The nationwide Wilcomatic Service Division tackles the repair, maintenance, servicing and the routine tasks associated with the efficient running of car and jet washes and DIY forecourt equipment from most suppliers.
In addition, retailers can join the 250 sites already on Wilcomatic's web-based remote diagnostics and reporting service, Web 300. Through this service, Wilcomatic constantly monitors the performance of every automatic vehicle wash that is logged in to the scheme from 8am to 6pm, seven days a week, 364 days per year. This allows live technicians to identify low chemicals and performance problems that may indicate a maintenance issue that can be headed off before it becomes a repair issue, therefore avoiding losses through down-time and repair costs.
Wilcomatic has also improved legionella prevention by matching biocide chemical dosing to water usage.
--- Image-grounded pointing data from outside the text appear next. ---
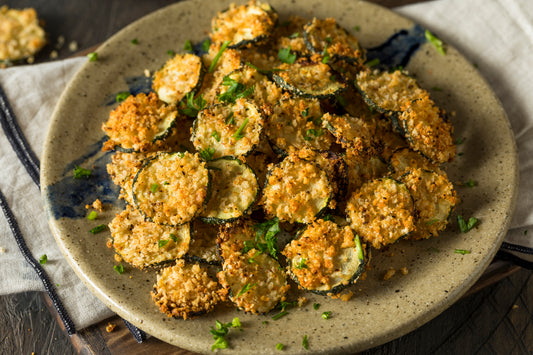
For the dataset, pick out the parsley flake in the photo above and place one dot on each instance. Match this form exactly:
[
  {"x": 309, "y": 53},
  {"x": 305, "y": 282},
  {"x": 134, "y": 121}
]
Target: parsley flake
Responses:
[
  {"x": 121, "y": 96},
  {"x": 81, "y": 172},
  {"x": 207, "y": 153},
  {"x": 43, "y": 259},
  {"x": 430, "y": 37},
  {"x": 119, "y": 269},
  {"x": 92, "y": 216},
  {"x": 466, "y": 226},
  {"x": 218, "y": 55},
  {"x": 285, "y": 55},
  {"x": 98, "y": 229}
]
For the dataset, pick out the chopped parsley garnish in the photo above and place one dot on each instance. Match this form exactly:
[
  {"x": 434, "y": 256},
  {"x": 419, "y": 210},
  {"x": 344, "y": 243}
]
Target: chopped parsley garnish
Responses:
[
  {"x": 216, "y": 135},
  {"x": 373, "y": 62},
  {"x": 470, "y": 183},
  {"x": 325, "y": 55},
  {"x": 435, "y": 41},
  {"x": 98, "y": 229},
  {"x": 466, "y": 226},
  {"x": 192, "y": 105},
  {"x": 326, "y": 315},
  {"x": 285, "y": 55},
  {"x": 313, "y": 132},
  {"x": 301, "y": 264},
  {"x": 207, "y": 153},
  {"x": 43, "y": 259},
  {"x": 217, "y": 56},
  {"x": 245, "y": 289},
  {"x": 205, "y": 45},
  {"x": 230, "y": 119},
  {"x": 119, "y": 268},
  {"x": 265, "y": 238},
  {"x": 235, "y": 90},
  {"x": 81, "y": 172},
  {"x": 187, "y": 46},
  {"x": 238, "y": 134},
  {"x": 305, "y": 342},
  {"x": 121, "y": 96},
  {"x": 220, "y": 331},
  {"x": 92, "y": 216}
]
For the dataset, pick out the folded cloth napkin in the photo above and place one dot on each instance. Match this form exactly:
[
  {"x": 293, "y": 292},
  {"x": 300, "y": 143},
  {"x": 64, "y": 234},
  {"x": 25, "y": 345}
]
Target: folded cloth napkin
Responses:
[{"x": 495, "y": 35}]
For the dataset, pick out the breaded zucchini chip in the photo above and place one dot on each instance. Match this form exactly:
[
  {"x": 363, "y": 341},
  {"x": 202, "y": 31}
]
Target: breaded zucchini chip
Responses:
[
  {"x": 228, "y": 128},
  {"x": 142, "y": 243},
  {"x": 244, "y": 25},
  {"x": 172, "y": 188},
  {"x": 179, "y": 76},
  {"x": 325, "y": 258},
  {"x": 255, "y": 281},
  {"x": 139, "y": 124},
  {"x": 296, "y": 190},
  {"x": 186, "y": 291},
  {"x": 381, "y": 212}
]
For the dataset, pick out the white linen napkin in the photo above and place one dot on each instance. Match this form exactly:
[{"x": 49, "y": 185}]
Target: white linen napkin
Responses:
[{"x": 497, "y": 35}]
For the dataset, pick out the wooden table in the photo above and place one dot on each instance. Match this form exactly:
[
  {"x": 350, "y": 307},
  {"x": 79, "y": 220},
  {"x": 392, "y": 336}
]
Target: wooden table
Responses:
[{"x": 496, "y": 316}]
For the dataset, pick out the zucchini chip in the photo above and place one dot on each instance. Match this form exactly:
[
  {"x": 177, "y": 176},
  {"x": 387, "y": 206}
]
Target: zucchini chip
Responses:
[
  {"x": 244, "y": 25},
  {"x": 176, "y": 291},
  {"x": 21, "y": 35},
  {"x": 228, "y": 128},
  {"x": 179, "y": 76},
  {"x": 326, "y": 35},
  {"x": 325, "y": 258},
  {"x": 296, "y": 191},
  {"x": 426, "y": 130},
  {"x": 255, "y": 281},
  {"x": 172, "y": 188},
  {"x": 233, "y": 238},
  {"x": 264, "y": 91},
  {"x": 122, "y": 170},
  {"x": 203, "y": 246},
  {"x": 352, "y": 133},
  {"x": 309, "y": 78},
  {"x": 142, "y": 243},
  {"x": 435, "y": 199},
  {"x": 336, "y": 169},
  {"x": 139, "y": 124},
  {"x": 295, "y": 123},
  {"x": 234, "y": 190},
  {"x": 381, "y": 212}
]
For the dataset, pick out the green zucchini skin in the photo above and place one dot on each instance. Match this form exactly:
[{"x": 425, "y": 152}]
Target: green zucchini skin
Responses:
[
  {"x": 224, "y": 163},
  {"x": 305, "y": 258}
]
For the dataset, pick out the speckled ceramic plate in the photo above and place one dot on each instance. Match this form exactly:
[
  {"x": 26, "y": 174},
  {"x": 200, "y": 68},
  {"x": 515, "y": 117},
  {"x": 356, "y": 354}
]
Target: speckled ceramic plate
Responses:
[{"x": 379, "y": 310}]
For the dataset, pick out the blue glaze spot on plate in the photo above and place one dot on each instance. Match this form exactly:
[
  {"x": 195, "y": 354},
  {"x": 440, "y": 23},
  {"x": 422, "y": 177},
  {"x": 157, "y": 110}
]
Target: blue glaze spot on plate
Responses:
[
  {"x": 69, "y": 196},
  {"x": 396, "y": 51}
]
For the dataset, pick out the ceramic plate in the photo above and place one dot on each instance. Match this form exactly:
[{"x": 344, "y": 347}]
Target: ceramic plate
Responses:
[{"x": 380, "y": 310}]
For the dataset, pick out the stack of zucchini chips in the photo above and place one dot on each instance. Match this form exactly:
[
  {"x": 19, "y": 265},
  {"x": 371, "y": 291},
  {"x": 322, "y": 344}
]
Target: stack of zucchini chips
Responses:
[{"x": 279, "y": 126}]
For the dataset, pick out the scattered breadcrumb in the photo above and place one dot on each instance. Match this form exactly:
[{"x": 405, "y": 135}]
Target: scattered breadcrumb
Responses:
[
  {"x": 110, "y": 327},
  {"x": 390, "y": 273}
]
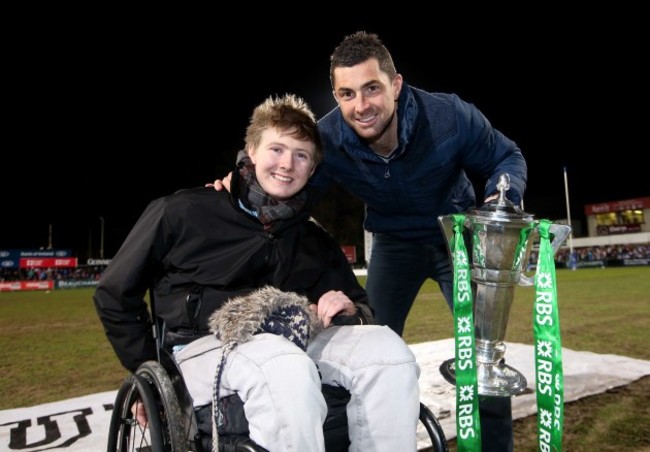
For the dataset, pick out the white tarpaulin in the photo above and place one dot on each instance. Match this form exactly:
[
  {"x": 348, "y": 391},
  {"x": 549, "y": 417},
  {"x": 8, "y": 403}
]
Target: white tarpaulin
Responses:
[{"x": 81, "y": 424}]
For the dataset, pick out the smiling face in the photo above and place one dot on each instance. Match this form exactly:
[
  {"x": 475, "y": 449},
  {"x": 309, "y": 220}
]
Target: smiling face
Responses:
[
  {"x": 283, "y": 163},
  {"x": 367, "y": 98}
]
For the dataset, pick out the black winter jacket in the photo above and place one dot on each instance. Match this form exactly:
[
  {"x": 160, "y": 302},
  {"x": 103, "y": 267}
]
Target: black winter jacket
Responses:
[{"x": 197, "y": 248}]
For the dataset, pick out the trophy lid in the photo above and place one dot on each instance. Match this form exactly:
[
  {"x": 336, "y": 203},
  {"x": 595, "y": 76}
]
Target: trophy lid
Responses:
[{"x": 502, "y": 209}]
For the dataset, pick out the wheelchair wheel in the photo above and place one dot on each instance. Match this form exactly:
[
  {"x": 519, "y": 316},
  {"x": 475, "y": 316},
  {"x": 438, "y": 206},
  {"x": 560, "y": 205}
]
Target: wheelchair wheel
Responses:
[
  {"x": 434, "y": 429},
  {"x": 165, "y": 431}
]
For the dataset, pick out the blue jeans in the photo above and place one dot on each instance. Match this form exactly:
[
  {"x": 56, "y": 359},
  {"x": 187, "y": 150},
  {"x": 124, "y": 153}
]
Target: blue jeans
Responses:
[{"x": 396, "y": 272}]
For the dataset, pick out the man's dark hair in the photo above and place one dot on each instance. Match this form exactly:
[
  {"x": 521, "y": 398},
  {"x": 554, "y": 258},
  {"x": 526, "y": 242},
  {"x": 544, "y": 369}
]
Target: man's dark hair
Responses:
[{"x": 357, "y": 48}]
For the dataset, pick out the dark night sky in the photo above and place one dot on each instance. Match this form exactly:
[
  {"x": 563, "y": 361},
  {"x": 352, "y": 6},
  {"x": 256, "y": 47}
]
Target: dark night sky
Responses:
[{"x": 100, "y": 119}]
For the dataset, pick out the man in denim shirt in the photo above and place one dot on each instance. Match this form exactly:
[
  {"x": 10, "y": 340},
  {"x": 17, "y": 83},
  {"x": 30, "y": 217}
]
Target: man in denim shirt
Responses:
[{"x": 407, "y": 154}]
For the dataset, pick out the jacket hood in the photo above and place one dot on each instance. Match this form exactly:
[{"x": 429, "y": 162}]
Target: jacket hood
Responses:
[{"x": 265, "y": 310}]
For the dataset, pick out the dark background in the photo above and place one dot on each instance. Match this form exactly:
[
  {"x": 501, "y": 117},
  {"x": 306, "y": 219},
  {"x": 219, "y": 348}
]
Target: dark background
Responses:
[{"x": 101, "y": 116}]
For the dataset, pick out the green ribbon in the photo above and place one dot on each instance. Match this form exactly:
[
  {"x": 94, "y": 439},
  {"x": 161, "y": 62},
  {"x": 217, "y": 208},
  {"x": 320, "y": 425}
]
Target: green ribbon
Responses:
[
  {"x": 468, "y": 426},
  {"x": 548, "y": 348}
]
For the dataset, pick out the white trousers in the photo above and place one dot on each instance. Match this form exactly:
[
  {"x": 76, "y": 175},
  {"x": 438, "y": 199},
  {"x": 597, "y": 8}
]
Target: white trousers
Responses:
[{"x": 280, "y": 386}]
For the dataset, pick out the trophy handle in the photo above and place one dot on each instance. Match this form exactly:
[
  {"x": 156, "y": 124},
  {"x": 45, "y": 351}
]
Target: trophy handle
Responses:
[{"x": 560, "y": 232}]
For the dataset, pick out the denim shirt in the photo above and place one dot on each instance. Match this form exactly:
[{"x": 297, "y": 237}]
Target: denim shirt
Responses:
[{"x": 443, "y": 140}]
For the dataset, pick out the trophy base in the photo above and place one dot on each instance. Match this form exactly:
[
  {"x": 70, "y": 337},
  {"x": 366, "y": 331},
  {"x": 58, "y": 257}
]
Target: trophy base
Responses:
[{"x": 496, "y": 380}]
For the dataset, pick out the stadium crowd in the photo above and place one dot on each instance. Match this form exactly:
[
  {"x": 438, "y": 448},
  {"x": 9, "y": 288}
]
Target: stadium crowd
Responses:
[{"x": 602, "y": 255}]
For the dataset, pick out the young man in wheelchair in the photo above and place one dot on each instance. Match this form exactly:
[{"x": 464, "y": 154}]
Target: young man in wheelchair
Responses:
[{"x": 290, "y": 314}]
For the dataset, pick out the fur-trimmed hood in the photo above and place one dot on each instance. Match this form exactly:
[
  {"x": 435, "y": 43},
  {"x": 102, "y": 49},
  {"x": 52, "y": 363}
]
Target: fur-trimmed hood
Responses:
[{"x": 261, "y": 311}]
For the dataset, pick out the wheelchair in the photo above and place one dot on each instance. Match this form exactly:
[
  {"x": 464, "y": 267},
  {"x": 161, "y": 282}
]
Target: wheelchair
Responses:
[{"x": 175, "y": 425}]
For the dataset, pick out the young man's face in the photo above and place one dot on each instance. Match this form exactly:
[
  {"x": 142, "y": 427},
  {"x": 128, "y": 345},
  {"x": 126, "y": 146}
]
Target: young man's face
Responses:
[
  {"x": 283, "y": 164},
  {"x": 366, "y": 97}
]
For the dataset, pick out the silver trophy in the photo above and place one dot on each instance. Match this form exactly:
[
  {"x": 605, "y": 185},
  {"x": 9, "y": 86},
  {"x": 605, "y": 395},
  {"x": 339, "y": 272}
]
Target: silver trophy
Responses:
[{"x": 499, "y": 238}]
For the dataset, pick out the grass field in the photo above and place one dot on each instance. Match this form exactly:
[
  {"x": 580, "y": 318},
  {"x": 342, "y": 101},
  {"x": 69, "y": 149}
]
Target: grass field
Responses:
[{"x": 54, "y": 348}]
Says Pay: "We regularly top up disinfectant and biocide systems as part of the service operation and check dosage levels are correct.
"We have also developed aeration techniques to reduce the risk of stagnant water the incubator of legionella forming. Our engineers monitor water temperature and water quality on a regular basis, and carry out reactive maintenance on sites where legionella has been detected."
Instant alert for car wash maintenance
New technology introduced by PSD Codax to monitor the operation and maintenance of jet wash equipment at Asda stores nationwide has resulted in an increase in customer usage and it's now available to all retailers. The Codax Forecourt Monitor units were installed by Kärcher Vehicle Wash to monitor data and machine availability at a number of its branded wash installations. Forecourt Monitor has the capability to alert Kärcher maintenance staff instantly if there are problems with car wash equipment or unusual periods of inactivity so that issues can be remedied quickly and revenues restored. The system is being used to monitor maintenance and usage, including cash takings, machine faults, and shampoo and wax levels. David Austin, business development manager at Kärcher UK, says: "Following the successful installation of Codax Forecourt Monitor units in our Asda jet washes, we are including this feature in our new Kärcher-branded jet wash installations. It ensures that we can remotely monitor machine availability and revenue, and be informed of problems immediately. As a result, machine up-time, together with wash quality, is greatly improved and has resulted in a significant increase in revenue."
Austin adds that maintenance staff can be alerted by email or SMS text while head office can monitor performance data via a secure web application.